Com relação aos vídeos apresentados pelo autor no processo, a julgadora destacou que não continham identificação de data ou local. Para ela, os vídeos não autorizam a concluir que as atividades teriam sido realizadas na oficina do pai do autor. Já as conversas de WhatsApp juntadas ao processo revelaram apenas diálogos entre pai e filho, com menção a um depósito bancário, sem comprovação de pagamento de salário.

Na decisão, foi destacado que a existência de vínculo de emprego depende da presença simultânea dos pressupostos previstos nos artigos 2º e 3º da CLT, não sendo o parentesco, por si só, suficiente para afastar ou presumir a relação empregatícia.
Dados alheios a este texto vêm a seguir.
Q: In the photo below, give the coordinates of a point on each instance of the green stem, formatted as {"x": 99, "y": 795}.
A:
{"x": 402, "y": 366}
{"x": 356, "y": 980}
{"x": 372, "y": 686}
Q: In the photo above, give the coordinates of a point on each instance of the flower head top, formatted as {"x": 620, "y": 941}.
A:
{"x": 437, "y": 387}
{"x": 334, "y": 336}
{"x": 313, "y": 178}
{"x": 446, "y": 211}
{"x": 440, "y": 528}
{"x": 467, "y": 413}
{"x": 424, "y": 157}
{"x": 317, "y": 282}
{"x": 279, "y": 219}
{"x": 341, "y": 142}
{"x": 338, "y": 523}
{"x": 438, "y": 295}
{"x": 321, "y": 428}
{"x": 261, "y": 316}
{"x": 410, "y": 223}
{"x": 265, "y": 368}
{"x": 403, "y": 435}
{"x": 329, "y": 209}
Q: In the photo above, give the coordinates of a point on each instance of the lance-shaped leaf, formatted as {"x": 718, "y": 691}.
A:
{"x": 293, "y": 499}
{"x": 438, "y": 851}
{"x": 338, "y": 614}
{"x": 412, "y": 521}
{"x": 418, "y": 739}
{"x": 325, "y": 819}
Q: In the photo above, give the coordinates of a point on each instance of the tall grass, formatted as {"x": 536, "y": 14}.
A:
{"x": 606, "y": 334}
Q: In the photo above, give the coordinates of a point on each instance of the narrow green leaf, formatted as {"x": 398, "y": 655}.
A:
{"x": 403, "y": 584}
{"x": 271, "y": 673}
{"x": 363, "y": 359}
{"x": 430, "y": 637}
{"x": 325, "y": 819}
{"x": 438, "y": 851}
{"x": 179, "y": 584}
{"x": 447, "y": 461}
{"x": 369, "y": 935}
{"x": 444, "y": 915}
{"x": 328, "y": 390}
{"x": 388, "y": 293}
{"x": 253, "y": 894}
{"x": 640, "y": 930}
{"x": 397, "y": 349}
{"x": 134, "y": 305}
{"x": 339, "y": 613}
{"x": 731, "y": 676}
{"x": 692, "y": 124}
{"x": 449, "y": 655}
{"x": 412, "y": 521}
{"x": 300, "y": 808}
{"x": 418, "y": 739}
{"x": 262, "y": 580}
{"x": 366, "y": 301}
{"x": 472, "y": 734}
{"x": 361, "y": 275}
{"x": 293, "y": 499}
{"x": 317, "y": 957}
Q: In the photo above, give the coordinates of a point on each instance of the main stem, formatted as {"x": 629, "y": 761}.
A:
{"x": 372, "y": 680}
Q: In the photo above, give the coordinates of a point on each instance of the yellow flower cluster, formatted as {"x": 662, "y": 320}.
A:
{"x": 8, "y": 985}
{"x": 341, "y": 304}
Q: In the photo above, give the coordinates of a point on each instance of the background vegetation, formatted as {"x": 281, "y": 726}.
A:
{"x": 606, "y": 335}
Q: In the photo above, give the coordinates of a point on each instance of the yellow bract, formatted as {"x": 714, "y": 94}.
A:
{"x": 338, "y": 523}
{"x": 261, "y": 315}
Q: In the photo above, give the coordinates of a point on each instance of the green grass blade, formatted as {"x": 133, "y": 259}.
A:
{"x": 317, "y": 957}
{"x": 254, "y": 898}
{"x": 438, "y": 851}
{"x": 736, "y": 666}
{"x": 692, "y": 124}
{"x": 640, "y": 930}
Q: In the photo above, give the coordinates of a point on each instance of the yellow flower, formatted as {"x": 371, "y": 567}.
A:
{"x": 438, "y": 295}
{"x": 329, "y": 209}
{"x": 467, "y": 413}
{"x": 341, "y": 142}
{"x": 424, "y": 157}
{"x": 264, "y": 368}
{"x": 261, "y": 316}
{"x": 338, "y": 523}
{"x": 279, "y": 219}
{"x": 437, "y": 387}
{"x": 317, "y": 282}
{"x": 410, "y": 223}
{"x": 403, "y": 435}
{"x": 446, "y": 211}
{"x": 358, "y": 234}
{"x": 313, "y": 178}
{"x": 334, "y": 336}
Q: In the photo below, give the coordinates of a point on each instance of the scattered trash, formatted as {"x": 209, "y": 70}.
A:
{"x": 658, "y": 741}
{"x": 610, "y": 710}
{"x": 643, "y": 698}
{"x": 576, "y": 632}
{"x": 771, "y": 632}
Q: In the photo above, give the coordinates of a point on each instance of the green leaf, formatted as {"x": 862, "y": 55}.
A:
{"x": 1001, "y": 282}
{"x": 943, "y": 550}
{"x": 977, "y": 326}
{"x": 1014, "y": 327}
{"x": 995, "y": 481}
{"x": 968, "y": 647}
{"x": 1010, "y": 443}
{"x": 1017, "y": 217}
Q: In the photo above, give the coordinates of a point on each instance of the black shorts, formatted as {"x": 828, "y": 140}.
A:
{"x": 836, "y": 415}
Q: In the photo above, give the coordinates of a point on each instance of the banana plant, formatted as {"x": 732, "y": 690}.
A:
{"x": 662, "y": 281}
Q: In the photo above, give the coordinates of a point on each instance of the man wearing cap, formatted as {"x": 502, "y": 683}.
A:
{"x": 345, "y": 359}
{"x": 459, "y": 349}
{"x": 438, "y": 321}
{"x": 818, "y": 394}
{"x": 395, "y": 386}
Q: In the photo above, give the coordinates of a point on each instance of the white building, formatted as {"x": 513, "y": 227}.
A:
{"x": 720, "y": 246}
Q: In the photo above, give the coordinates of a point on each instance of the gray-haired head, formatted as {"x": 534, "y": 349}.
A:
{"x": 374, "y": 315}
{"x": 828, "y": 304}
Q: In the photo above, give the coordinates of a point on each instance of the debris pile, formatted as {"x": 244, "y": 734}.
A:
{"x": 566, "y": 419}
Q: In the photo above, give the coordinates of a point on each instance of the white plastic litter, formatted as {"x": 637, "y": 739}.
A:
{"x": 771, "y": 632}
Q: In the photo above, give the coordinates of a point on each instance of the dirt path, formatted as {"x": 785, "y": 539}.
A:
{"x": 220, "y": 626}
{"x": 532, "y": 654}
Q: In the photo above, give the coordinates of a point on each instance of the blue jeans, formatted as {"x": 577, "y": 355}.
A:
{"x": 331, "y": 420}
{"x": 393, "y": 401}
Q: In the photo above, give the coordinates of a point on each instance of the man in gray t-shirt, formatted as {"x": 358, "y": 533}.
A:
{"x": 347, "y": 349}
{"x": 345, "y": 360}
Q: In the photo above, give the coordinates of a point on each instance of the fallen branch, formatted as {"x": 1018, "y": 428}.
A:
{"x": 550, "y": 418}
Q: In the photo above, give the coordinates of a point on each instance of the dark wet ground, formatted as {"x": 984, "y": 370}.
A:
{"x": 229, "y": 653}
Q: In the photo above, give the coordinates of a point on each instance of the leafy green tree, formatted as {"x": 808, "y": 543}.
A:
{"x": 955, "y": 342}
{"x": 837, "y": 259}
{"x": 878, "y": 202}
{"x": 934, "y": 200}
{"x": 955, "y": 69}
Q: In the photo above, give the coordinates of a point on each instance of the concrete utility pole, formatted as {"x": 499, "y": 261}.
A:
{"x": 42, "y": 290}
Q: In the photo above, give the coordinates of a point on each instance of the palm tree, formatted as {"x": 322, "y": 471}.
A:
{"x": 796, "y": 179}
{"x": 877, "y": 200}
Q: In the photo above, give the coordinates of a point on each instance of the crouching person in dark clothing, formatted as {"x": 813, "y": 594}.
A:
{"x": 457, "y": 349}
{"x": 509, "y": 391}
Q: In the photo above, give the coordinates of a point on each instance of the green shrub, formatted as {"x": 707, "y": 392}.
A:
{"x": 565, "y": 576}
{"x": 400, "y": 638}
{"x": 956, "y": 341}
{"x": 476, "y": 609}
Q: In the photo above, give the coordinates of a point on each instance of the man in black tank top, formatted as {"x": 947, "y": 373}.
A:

“A mera proximidade parental (filho/pai), por si só, não afasta a possibilidade do vínculo empregatício, muito menos estabelece presunção nesse sentido, sendo determinante, a depender de quem possui o ônus da prova, a comprovação ou o afastamento dos elementos que caracterizam a relação de emprego (artigos 2º e 3º da CLT).”, constou da sentença.

Diante do contexto apurado, a juíza não identificou qualquer traço de subordinação jurídica entre as partes, concluindo que o autor prestou serviços pontuais e esporádicos na oficina do pai, sem estar obrigado a uma dinâmica laboral, dias ou horários definidos. Dessa forma, rejeitou o pedido de reconhecimento da relação de emprego nos dois períodos indicados.

Com isso, foram julgados improcedentes também os demais pedidos formulados na ação, todos decorrentes da relação de emprego não reconhecida, inclusive o adicional de insalubridade. Houve recurso, mas a decisão foi mantida pelos julgadores da Quinta Turma do TRT-MG. Depois disso, o filho tentou recorrer ao TST, mas o TRT mineiro considerou inviável o prosseguimento do recurso, já que ele não preencheu os requisitos exigidos.